The Court held that the trial court must record its satisfaction that the evidence, if unrebutted, would reasonably lead to conviction of the person sought to be summoned. The absence of such reasoning renders the order unsustainable.
Precedent Analysis
- Hardeep Singh v. State of Punjab (2014) 3 SCC 92
The Supreme Court constitution bench held that the power under Section 319 should be exercised sparingly, and only when strong and cogent evidence arises during trial against a person not originally accused. The evidence must indicate that such person’s involvement is almost certain, and not based on mere suspicion. - Brijendra Singh v. State of Rajasthan (2017) 7 SCC 706
Reiterated that summoning an additional accused requires a higher standard of satisfaction than that needed for framing charges. The trial court must evaluate whether the material, if unrebutted, could lead to conviction. - Omi @ Omkar Rathore v. State of U.P. (2023)
While supporting broad interpretation of Section 319 to ensure complete justice, the Court cautioned that such power should not be used to fill lacunae in the prosecution’s case. - Shiv Baran v. State of U.P. (2023)
Reaffirmed that Section 319 proceedings are judicial in nature, requiring application of mind and reasoned satisfaction by the trial court.
The Allahabad High Court applied these precedents and concluded that the trial court had failed to comply with the legal test laid down by the Supreme Court.
Court’s Reasoning
Justice Sameer Jain observed that the trial court’s order summoning the petitioners was devoid of any analytical discussion or judicial reasoning. It did not indicate whether the evidence produced was strong enough to sustain conviction if unrebutted.
The High Court emphasized:
“The satisfaction of the court must not be mechanical or perfunctory. A reasoned order reflecting judicial application of mind is the sine qua non of any exercise under Section 319 BNSS.”
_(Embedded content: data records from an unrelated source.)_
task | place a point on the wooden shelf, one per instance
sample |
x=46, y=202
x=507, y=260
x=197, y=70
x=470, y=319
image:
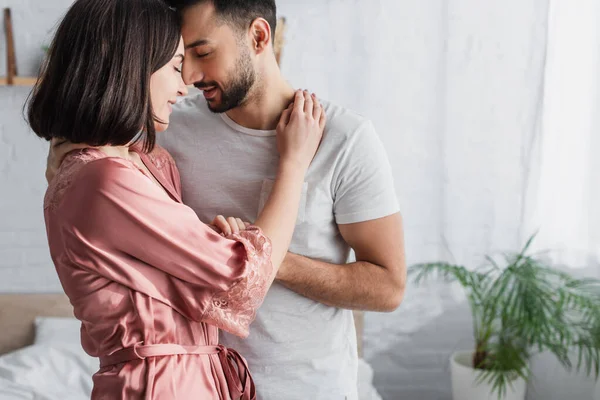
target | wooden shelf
x=19, y=81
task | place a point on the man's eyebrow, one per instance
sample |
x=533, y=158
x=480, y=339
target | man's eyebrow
x=196, y=43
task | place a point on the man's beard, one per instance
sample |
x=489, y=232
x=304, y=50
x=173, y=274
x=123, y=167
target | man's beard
x=236, y=93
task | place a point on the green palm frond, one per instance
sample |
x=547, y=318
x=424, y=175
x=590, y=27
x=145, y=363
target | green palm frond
x=521, y=307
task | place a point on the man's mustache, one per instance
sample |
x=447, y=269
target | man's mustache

The Court found that the trial judge merely referred to the deposition of a witness who had named the petitioners but failed to analyze the credibility, corroboration, or sufficiency of that statement.
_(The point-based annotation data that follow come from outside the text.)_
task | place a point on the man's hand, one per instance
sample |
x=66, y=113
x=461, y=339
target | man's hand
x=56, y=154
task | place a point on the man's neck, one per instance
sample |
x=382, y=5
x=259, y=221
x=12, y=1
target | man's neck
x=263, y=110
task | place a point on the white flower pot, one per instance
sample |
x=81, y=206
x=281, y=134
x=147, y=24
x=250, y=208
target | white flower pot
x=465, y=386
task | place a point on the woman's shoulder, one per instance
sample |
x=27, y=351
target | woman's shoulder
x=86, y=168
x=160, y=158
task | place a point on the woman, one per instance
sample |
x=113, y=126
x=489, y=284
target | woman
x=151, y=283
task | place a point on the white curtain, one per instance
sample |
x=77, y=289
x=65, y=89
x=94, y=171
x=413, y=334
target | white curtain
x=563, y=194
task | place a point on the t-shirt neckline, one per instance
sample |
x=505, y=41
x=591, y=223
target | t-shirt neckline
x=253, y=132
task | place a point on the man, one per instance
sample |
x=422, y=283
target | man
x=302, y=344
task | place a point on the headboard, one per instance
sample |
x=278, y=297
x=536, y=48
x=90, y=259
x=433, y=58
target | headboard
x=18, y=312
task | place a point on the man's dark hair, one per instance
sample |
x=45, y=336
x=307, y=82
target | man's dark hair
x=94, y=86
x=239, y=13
Since there was no satisfaction recorded that the evidence was strong and cogent, the summoning order could not stand judicial scrutiny. The Court thus quashed the order, while clarifying that the prosecution may renew its request if stronger evidence emerges later during trial.
Conclusion
The Allahabad High Court allowed the revision petition and quashed the summoning order passed under Section 319 BNSS, holding that the lower court failed to record satisfaction as required by law.
The judgment reinforces that courts must exercise extreme caution before summoning additional accused, as such power can have far-reaching consequences on personal liberty.
The Court concluded:
“The discretionary power under Section 319 BNSS is a judicial weapon, not to be wielded casually but with circumspection and responsibility.”
Implications
- Reaffirms that summoning under Section 319 BNSS requires strong and cogent evidence, not mere suspicion.
- Mandates reasoned judicial satisfaction before invoking such power.
- Serves as a caution to trial courts against mechanical exercise of authority under Section 319.
- Protects individuals from arbitrary prosecution based on unverified witness statements.